O kadar kolay mı? Hayır o kadar kolay. O kadar kolay olmamalı zira Hayat milyonlarca, ne milyonu yahu, milyarlarca insanın içinde kendisi için birşeyler aradığı, belki birşeyler bulduğu, ama hep kaybolduğu, hep kaybolduğu, ulan hep kaybolduğu bir oda. İlkokulda beynimize soka soka öğretilen kümeler gibi.
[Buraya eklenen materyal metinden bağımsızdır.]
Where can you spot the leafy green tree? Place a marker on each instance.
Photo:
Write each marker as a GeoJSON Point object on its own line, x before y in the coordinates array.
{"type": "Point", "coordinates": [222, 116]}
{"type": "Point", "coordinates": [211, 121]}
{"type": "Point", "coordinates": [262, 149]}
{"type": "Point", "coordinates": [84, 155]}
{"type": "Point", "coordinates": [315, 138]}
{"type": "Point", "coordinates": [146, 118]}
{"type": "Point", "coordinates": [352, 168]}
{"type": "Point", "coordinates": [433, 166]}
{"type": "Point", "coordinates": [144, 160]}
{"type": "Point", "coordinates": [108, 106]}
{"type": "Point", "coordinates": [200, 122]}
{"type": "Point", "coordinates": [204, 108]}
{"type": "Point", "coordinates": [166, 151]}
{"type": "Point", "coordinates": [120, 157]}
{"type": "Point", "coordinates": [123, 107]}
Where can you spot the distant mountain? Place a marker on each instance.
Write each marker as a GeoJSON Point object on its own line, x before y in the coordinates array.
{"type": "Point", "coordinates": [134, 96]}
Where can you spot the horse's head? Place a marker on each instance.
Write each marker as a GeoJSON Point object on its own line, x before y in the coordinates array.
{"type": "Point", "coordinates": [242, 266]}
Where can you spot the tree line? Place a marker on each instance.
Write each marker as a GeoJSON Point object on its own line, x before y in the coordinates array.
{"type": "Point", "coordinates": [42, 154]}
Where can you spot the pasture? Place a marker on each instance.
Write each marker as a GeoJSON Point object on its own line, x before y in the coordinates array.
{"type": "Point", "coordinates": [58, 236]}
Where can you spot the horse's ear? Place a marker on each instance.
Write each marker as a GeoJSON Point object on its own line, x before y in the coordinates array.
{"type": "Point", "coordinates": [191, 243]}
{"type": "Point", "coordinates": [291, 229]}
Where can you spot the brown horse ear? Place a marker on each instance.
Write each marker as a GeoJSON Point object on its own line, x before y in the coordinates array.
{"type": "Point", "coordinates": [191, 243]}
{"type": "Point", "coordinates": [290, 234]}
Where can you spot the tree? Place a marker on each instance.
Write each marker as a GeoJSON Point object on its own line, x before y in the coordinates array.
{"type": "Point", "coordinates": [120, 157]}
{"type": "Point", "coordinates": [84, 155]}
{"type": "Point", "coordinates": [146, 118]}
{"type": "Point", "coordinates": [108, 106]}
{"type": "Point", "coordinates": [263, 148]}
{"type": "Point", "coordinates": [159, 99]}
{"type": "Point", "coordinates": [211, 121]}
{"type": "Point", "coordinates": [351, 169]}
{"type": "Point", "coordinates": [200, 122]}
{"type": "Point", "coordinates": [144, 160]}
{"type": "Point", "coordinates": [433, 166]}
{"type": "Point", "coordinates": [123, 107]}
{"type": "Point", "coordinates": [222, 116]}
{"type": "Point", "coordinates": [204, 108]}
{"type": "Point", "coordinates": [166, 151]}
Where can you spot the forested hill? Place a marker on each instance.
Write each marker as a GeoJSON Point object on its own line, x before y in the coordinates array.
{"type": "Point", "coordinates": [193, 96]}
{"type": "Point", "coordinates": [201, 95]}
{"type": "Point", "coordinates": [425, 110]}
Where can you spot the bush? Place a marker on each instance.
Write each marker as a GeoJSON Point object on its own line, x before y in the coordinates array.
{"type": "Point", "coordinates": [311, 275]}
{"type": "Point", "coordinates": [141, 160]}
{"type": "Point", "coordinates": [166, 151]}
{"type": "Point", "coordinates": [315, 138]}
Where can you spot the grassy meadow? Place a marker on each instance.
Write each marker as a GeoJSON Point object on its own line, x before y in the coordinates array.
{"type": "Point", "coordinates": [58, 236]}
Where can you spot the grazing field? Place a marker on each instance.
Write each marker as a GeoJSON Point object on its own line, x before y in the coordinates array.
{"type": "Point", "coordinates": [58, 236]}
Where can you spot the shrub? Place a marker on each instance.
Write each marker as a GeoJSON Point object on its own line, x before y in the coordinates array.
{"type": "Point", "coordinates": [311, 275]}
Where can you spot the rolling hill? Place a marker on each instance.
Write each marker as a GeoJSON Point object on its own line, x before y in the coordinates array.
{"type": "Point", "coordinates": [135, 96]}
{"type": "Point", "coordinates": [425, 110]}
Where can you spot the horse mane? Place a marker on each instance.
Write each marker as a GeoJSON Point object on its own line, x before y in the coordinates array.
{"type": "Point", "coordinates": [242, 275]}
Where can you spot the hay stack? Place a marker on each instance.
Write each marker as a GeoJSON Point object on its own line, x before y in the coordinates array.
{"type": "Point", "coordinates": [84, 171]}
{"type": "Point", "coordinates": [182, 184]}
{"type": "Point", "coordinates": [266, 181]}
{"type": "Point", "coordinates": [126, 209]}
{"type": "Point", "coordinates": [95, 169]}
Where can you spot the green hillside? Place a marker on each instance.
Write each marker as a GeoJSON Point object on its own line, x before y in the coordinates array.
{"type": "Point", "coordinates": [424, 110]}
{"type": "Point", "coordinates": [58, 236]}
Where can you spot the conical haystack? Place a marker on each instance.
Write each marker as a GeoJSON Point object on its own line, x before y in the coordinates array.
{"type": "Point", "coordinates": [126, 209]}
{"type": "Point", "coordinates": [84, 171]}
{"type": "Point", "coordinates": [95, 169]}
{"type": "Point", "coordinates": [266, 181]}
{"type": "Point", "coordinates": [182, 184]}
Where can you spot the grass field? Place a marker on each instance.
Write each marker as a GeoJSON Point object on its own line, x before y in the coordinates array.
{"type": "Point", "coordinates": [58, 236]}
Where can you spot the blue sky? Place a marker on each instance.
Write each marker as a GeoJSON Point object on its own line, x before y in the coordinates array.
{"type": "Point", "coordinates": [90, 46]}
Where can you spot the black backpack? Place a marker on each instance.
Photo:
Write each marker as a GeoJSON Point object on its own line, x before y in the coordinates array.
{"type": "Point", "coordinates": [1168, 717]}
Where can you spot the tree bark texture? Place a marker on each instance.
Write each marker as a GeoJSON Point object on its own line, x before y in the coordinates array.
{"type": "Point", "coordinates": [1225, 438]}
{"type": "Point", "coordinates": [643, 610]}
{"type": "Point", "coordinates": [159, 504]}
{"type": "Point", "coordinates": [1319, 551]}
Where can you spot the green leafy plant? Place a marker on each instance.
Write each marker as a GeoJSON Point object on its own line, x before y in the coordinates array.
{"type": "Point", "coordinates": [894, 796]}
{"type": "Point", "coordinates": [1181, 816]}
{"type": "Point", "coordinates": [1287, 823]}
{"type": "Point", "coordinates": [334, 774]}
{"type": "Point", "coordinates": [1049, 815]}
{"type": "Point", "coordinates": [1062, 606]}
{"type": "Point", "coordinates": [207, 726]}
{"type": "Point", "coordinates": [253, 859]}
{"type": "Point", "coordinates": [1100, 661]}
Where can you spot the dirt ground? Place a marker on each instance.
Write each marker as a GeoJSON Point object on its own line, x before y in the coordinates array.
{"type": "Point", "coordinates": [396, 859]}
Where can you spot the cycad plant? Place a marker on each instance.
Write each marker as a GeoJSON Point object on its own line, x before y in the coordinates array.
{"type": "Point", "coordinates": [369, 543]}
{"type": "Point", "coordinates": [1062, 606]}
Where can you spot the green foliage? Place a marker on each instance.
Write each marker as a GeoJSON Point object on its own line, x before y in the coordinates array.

Kesişim kümeleri, birleşim kümeleri, boş kümeler bazen de, tamlayan, tamlanan, kesirler, ondalık sayılar ve pi ulan !!
“Benim hayatım” dediğimiz şey başkalarının hayatlarını kümenin tamamından çıkarında bize kalanı sahiplenmemiz aslında. Milyarlarca diyorum yahu, gerçekten inanılmaz. Herkes bir köşesinden nasıl da yakalamaya çalışıyor, nasıl da iflah olmaz bir hırs.
“Fasulyeden Hayat Dersleri” vermekten sıkıldım, siz de okumaktan sıkıldınız sanırım. Birisinin -ki bu örnekte ben oluyorum- kendi boktan hayatından genellemelerle sizin hayatınız hakkında ahkamn kesmesi belki de sinirlendiriyordur sizi. Bilemiyorum belki mutluluğunuzun resmi ile uğraşırken yan odadan gelen cızırtılı bir televizyon sesi kadarızdır. Kadarımdır. Kadar.
Küfürsüz bitirmek de istemiyorum. Açık konuşmak gerekirse neyi isteyip neyi istemediğimi de bilmiyorum. Hayatımın -Çanakkale Şehitleri için orta 1’de yazdığım yazıyı saymazsak- en salak yazısını da böyle bitiriyorum.